The environmental impact of traditional burials is high because coffins are often made from hard woods and other materials that take a long time to decompose. Traditional burials are expensive and often require land that could be used for other purposes, such as housing or agriculture. They also consume large amounts of fossil fuels during the embalming process, which adds to our overall carbon emissions.

Cities are being forced to build new cemeteries

In addition, cemeteries use vast amounts of land, which means that cities are being forced to build new cemeteries on the outskirts. This can be problematic for residents who want their loved ones buried closer to home and within walking distance of where they live.

As said above, traditional burials are coming with quite expressive amount of cost, in addition, families often cannot afford the cost of purchasing a plot at a cemetery and must pay extra fees to have plots added upon death or exhumation. In some cases, these costs can add up to thousands of euros per year (approximately 1125 EUR).

Then there is the issue of steel burial vaults.

And this is where the burial vault comes in. Burial vaults are used to prevent the ground from collapsing and preserve a body’s dignity. They’re made of steel and concrete, both of which take a long time to break down—a fact that makes them an environmental nightmare when they’re buried in a cemetery. Not only do they use up valuable resources like steel and concrete, they also require lots of energy to produce them—energy that could be better spent on other things, like renewable sources or even making more burial vaults!

Mourners place flowers at gravesites

Mourners place flowers at gravesites and these flowers are often tossed in the trash once they begin to wilt.

Flowers are a waste of resources. They are often not biodegradable, and they can be sprayed with pesticides. 

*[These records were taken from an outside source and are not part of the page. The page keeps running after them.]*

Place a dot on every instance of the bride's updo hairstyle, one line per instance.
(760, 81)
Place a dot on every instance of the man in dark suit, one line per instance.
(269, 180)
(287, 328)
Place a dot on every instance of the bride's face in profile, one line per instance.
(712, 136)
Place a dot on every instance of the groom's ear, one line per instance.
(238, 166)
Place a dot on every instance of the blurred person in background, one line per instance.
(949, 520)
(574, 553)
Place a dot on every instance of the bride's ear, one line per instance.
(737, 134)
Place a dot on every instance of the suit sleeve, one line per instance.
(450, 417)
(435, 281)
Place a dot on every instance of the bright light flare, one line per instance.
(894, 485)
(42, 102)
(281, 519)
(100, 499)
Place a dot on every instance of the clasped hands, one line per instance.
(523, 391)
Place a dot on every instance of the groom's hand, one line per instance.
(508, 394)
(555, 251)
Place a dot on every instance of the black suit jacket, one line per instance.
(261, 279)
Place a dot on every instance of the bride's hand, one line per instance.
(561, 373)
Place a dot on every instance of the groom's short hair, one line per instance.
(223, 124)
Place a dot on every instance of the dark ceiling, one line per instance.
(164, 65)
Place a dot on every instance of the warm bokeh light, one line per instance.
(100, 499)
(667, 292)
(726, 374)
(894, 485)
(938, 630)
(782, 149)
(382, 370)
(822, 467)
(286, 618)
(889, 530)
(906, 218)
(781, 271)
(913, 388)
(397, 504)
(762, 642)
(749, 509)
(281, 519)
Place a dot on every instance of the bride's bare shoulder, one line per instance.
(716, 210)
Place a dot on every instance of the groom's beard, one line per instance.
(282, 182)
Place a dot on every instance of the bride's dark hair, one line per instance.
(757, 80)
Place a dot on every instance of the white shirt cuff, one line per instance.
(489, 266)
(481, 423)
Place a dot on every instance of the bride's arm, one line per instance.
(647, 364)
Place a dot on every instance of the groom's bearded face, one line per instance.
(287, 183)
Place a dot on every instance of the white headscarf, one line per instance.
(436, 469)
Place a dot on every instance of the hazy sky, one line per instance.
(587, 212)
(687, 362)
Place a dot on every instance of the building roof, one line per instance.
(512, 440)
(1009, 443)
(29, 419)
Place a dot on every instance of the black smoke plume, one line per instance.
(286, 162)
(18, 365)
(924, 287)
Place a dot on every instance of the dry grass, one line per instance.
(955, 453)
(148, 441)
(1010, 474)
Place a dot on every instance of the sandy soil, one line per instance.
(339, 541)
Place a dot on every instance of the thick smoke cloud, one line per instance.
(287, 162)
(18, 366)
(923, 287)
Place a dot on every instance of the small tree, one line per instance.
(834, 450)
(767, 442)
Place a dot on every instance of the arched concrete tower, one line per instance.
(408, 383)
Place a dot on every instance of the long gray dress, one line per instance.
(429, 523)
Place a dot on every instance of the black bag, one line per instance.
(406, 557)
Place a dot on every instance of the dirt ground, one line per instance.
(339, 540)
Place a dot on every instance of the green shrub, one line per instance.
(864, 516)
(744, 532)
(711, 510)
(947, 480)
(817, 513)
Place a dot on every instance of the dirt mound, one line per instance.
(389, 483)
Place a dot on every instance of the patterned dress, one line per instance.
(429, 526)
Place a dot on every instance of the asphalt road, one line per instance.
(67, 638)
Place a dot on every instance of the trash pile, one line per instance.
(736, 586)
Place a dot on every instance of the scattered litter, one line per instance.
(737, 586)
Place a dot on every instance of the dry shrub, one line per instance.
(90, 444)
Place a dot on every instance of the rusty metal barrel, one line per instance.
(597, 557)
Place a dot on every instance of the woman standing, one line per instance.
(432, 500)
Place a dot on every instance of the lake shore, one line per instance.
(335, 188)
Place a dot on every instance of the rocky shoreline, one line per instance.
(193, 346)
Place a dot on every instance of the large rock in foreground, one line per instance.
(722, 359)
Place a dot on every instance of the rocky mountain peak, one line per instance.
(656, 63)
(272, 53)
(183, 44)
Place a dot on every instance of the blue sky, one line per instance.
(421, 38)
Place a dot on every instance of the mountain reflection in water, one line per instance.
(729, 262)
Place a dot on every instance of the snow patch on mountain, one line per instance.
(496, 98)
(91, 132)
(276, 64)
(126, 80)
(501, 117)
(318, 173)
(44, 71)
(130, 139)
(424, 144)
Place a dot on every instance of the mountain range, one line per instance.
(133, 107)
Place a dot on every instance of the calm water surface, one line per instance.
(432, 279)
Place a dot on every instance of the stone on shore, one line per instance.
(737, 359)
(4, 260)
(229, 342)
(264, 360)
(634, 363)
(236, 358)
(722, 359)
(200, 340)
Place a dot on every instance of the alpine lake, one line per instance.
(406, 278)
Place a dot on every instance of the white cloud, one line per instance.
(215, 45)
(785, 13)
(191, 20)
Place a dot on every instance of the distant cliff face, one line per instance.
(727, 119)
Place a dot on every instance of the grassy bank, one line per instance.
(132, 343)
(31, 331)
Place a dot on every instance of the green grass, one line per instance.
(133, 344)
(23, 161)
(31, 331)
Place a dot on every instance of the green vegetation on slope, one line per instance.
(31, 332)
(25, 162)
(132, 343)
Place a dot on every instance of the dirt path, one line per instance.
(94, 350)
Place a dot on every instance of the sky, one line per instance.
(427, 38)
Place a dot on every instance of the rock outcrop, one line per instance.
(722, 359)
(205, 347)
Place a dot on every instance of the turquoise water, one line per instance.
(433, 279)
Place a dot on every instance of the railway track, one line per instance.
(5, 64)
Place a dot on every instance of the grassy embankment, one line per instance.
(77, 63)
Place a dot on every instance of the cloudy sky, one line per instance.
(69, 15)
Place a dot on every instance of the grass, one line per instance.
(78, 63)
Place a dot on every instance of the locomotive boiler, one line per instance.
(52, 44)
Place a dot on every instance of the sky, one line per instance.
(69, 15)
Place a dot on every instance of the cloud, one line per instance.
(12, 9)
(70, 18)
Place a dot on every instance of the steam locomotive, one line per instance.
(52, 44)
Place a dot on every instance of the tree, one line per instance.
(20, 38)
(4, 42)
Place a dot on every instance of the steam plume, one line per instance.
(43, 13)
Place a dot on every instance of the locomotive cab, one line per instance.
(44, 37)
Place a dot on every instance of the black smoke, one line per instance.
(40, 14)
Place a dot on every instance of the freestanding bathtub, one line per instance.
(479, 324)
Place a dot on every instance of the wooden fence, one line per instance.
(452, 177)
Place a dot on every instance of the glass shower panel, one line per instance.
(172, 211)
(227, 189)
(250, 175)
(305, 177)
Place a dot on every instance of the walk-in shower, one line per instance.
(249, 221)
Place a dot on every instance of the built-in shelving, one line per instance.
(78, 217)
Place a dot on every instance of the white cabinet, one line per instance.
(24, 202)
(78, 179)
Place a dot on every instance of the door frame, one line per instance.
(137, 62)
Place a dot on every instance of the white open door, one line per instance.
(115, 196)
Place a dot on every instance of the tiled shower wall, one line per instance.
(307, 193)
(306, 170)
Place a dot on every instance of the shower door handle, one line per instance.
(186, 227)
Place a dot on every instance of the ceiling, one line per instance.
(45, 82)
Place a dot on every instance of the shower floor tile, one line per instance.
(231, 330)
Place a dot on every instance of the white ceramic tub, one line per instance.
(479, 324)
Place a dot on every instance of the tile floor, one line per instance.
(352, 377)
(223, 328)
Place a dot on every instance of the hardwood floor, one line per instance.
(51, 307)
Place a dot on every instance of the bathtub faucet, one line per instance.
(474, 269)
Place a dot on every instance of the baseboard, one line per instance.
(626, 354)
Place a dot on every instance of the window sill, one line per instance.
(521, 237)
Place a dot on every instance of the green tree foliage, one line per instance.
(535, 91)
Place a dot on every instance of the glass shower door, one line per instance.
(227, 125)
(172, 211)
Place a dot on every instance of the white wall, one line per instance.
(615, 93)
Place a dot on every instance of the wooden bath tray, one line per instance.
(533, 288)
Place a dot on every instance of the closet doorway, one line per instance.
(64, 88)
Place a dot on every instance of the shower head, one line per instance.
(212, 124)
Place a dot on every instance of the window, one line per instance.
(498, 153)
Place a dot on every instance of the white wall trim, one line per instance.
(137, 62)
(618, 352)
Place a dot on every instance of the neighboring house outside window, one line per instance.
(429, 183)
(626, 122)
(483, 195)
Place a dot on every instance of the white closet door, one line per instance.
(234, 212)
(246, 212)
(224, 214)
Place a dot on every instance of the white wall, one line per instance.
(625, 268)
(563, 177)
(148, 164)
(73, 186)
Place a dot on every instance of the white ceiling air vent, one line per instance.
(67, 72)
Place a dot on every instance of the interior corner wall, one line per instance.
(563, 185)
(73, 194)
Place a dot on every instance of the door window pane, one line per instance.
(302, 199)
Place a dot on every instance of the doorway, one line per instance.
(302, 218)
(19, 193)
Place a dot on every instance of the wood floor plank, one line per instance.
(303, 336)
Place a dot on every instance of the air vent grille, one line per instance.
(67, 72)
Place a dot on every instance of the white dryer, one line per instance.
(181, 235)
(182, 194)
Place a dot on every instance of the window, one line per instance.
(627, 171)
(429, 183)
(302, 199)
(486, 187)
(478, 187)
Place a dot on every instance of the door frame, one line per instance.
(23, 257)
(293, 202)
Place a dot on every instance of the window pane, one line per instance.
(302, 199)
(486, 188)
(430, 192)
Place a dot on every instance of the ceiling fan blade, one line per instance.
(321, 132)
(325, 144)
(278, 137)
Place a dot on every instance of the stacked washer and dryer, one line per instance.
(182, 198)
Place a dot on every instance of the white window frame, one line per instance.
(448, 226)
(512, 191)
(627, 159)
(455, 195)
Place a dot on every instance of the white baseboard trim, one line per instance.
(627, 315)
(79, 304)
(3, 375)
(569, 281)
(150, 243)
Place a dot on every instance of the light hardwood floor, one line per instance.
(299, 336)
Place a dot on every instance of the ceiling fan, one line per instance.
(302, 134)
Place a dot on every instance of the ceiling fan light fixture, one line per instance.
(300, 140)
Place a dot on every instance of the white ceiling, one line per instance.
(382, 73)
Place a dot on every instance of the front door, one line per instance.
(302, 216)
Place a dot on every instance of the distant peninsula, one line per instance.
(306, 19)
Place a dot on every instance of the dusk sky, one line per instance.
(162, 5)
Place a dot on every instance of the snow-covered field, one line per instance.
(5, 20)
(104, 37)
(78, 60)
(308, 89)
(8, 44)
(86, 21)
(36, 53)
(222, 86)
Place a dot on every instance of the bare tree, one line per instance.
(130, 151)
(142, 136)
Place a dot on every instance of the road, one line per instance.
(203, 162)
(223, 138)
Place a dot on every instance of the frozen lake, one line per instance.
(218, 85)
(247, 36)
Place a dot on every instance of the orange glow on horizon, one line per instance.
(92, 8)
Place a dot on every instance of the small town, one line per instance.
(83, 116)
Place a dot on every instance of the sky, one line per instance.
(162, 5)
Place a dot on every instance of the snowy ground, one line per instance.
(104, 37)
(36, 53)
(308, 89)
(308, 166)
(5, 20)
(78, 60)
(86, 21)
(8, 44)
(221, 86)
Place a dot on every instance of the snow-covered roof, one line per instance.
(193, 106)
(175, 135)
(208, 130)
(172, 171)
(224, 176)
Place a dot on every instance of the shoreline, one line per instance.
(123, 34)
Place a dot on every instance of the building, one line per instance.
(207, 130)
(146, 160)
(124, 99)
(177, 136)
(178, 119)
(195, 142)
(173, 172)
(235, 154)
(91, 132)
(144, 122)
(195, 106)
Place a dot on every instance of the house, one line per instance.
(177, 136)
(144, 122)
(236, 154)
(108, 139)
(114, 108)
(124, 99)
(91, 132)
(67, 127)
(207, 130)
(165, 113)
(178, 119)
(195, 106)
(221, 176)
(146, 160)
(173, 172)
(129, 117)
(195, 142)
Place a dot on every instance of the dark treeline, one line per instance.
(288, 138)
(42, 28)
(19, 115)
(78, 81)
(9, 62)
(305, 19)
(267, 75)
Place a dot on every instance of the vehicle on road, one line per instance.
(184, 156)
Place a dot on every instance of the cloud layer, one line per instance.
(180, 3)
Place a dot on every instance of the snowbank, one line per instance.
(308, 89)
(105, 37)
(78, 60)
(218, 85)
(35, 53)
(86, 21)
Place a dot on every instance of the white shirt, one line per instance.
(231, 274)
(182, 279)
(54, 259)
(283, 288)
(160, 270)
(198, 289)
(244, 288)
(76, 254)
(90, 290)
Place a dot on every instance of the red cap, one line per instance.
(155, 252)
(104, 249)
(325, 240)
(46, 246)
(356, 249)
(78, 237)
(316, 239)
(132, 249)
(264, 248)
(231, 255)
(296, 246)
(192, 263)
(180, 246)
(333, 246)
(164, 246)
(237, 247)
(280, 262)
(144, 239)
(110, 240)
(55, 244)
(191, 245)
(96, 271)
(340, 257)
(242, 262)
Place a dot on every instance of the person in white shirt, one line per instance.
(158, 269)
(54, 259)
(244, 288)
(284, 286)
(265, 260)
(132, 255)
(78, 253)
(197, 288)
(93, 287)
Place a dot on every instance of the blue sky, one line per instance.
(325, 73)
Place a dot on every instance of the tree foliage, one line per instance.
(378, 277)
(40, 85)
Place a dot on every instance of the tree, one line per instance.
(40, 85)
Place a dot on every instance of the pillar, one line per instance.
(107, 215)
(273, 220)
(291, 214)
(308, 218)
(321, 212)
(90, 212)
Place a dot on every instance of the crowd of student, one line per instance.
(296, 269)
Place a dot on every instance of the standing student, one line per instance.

Cremation has its own set of problems.

Cremation has its own set of problems. While the process itself is relatively straightforward, the energy required to heat the cremation chamber can be substantial. Typically, that energy comes from fossil fuels and generates greenhouse gases in their own right. In order to ensure that this process doesn’t continue indefinitely into the future, many countries have instituted bans on burying ashes in landfills or using them as construction materials (for example, concrete). Ashes are also sometimes used in fertilizers and cosmetics—the latter being considered an extremely odd application considering it doesn’t really provide any benefit for anyone involved with it!

In many places, there are laws against the use of human ashes as fertiliser. However, there are some legitimate reasons why someone might want to spread the ashes from a cremation on their garden or lawn.

The EU’s future energy system may include human composting — but that approach may not be right for everyone or everywhere.

The European Union (EU) is developing a new approach to dispose of dead bodies that may be used in the future. A new technology called “human composting” is being developed by European researchers as part of the EU’s circular economy package. This process converts human remains into fertilizer for use on agricultural fields and gardens.

In theory, there are few barriers to this approach becoming widespread: it can be done anywhere there is space for a compost pile where temperatures can be kept at between 55 degrees Celsius and 70 degrees Celsius (130–160 Fahrenheit). However, the practice has not yet been widely adopted by either municipalities or private companies — though some have expressed interest in it.

The problem of dead bodies is real and the need to find a solution is urgent. When we look at the numbers, it seems that there are ways to solve this problem, but they will require a change in mentality: people need to be aware of what happens when you die and how your body can be reused if you are composted yourself or donated for research purposes.

But what do you think? Is it possible to make the European Union’s energy system more sustainable by using human composting?